Crafting COVID-19 messages for kids and families

As vaccines are proven safe and become available for younger family members, organizations should already be planning how to address parents potential fear and skepticism.

Last week, Pfizer announced that its COVID-19 vaccine was proven to be effective in children aged 12-15. Health-focused organizations serving kids and families should prepare a solid communications plan—and soon. Dis- and mis-information, lack of awareness, and depleted trust could diminish the willingness of our most vulnerable populations to seek vaccination.

Here are some key considerations for building a communications plan that will effectively mobilize these communities:

1. Build protections against mis- and dis-information

As we have seen with the rollout of COVID-19 vaccines for adults, local and national conversations are littered with mis- and dis-information about the vaccine’s effectiveness and safety. The same will apply when vaccinating children.

In communicating to parents and families, having a clear, understandable message will be integral to your campaign’s success. Keep PSAs and other educational outreach concise and specific to your target audience. Additionally, provide a central hub of up-to-date information and developments about your organization’s efforts and vaccine access for those seeking more in-depth resources.
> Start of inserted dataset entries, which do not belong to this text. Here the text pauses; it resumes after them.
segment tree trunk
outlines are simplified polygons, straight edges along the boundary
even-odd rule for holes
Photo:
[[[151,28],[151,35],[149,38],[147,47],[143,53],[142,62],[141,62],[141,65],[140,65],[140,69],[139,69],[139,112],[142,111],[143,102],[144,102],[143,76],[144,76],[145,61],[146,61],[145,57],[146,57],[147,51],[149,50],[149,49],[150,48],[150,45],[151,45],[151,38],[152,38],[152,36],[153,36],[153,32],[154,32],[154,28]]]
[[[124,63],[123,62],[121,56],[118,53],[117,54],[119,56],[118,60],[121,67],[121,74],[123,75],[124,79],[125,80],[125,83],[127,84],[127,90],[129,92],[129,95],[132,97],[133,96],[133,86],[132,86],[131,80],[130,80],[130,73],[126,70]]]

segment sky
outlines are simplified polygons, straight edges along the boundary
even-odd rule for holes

2. Localize your outreach.

Ensure your messaging addresses the specific needs of the communities you are trying to reach and be thoughtful in the selection of your communications channels. For example, if community members rely more heavily on talk radio to get their news, launching a social media ad campaign won’t do any good for getting the message out.
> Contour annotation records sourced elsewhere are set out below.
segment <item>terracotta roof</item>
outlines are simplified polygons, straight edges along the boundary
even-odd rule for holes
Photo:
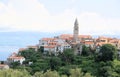
[[[28,46],[28,48],[38,48],[37,46]]]
[[[26,48],[20,48],[20,49],[19,49],[19,52],[20,52],[20,51],[24,51],[24,50],[26,50]]]
[[[85,41],[84,44],[94,44],[92,41]]]
[[[79,38],[92,38],[91,35],[79,35],[78,37]]]
[[[56,45],[44,46],[44,48],[55,48]]]
[[[9,59],[24,59],[22,56],[10,56]]]
[[[42,38],[41,40],[49,41],[49,40],[55,40],[55,38]]]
Localization is particularly important when communicating to families. Parents will share information with other parents. Identifying specific news outlets and blogs that your target audience regularly reads, such as “SheKnows” or “Parenting” in the case of parents, will also bolster your message’s credibility.
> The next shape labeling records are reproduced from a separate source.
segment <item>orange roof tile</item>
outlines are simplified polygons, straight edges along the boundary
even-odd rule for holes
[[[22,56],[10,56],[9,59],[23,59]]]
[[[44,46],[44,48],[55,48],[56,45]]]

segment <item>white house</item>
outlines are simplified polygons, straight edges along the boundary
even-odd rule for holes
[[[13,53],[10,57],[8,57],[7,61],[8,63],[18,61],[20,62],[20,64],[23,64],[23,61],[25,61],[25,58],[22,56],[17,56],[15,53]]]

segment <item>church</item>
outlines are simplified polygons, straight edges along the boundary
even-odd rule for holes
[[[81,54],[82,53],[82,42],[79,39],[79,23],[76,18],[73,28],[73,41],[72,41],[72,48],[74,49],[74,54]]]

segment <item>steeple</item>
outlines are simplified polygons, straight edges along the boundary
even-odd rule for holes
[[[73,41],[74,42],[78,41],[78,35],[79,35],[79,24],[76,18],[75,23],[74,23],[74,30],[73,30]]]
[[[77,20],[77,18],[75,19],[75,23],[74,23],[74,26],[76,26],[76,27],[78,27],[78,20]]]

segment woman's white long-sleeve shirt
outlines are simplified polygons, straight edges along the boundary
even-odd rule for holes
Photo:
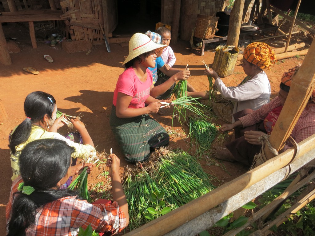
[[[270,85],[264,71],[237,87],[227,87],[219,78],[215,84],[224,98],[235,102],[233,114],[247,108],[257,110],[270,101]]]

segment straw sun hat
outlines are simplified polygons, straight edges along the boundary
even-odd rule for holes
[[[123,65],[143,53],[165,47],[165,45],[153,42],[145,34],[137,33],[132,36],[129,41],[129,54]]]

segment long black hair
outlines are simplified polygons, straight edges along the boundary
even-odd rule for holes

3. Build trust and credibility through partnerships.

Parents seeking accurate medical advice might be skeptical of public education campaigns around vaccination, given the volume of misinformation about the COVID-19 vaccine. As more information comes to light about children’s vaccine eligibility and access, it will be crucial to partner with well-known (and trusted) organizations in your target population’s communities. For example, you could partner with a local YMCA chapter that holds afterschool programs on a Spotify ad campaign.

Although the next few months will be a challenge to communicate effectively with kids and families, ensuring your public education campaign has clear, localized, compelling messaging will drastically improve its effectiveness.

Kristen Voorhees is a director with Clyde Group.